Lesson learned in February: I don't have to keep up, I just have to keep moving!
Good morning. Dishes done, shower done, hair done. This hair is challenging! It's falling out but it's still really long. At what age does one look pathetic with long hair? I have visions of looking like an old indian woman with silver braided hair that brushes the ground. Except I'm irish, never had a grey and my hair is so thin my braids look like pippy longstocking. I'm obviously delusional.
How about a pony tail instead?
I actually wear it up in a messy decontructed bun thingy. I look deranged most of the time but Mr.VoR loves the look. It's a disaster. But, if it's all up on my head, it looks like I have a lot of hair. I use clips, not binders.
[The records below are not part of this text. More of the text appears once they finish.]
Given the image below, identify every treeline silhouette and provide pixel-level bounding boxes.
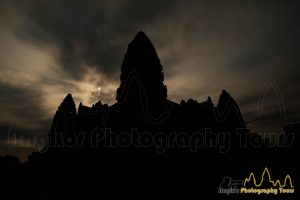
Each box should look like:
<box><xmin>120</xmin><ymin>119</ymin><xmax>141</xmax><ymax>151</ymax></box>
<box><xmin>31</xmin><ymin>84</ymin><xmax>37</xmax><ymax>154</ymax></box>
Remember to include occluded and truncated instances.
<box><xmin>0</xmin><ymin>32</ymin><xmax>299</xmax><ymax>199</ymax></box>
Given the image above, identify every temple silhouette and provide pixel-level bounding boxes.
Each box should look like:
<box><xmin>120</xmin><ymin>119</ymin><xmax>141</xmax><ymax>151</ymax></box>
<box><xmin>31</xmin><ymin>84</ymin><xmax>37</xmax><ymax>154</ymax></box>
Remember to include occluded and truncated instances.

Good morning. Dishes done, shower done, hair done. This hair is challenging! It's falling out but it's still really long. At what age does one look pathetic with long hair? I have visions of looking like an old indian woman with silver braided hair that brushes the ground. Except I'm irish, never had a grey and my hair is so thin my braids look like pippy longstocking. I'm obviously delusional.
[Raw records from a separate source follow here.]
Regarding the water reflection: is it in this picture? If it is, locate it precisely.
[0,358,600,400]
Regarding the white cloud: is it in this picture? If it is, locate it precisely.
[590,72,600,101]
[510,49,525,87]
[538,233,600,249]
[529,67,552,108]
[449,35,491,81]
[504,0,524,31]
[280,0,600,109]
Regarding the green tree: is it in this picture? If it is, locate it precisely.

How about a pony tail instead?
I actually wear it up in a messy decontructed bun thingy. I look deranged most of the time but Mr.VoR loves the look. It's a disaster. But, if it's all up on my head, it looks like I have a lot of hair. I use clips, not binders.
I finally cut my hair off about a year or two ago.
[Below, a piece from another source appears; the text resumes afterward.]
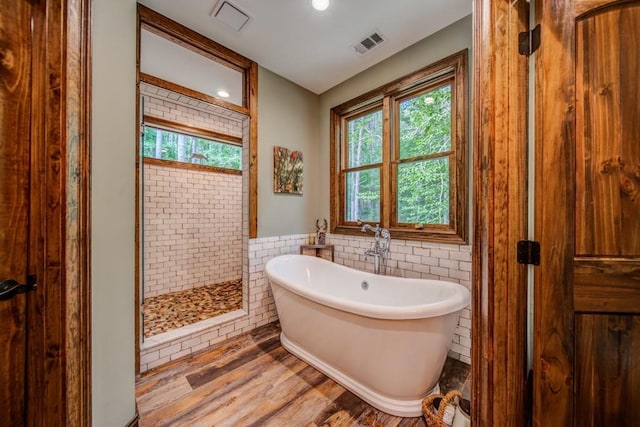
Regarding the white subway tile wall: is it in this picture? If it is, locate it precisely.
[140,234,309,372]
[143,165,242,297]
[140,83,244,137]
[327,234,471,364]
My hair was down to my waist, I loved my hair. Then it started falling out and it was getting harder and harder for me to take care of it.
I got tired of the hair every where. I couldn't cook without it getting all over and that just grossed me out. I kept it up constantly and it was breaking and thinning.
It clogged my shower drain constantly.
When it got to the point where C was putting it up every day for me cause I couldn't do anything else with it, I cut it all off.
I keep it maybe an inch or 2 long. No more.
I like it. So much easier and I have saved a crap ton of money not buying all the products. But I do miss it at times. I wont lie.
I have noticed that it isn't falling out anymore like it was. I think it was breaking off more than falling out. I used things like bobby pins, soft binders and clips. It got so brittle that rushing and combing became bad for my hair.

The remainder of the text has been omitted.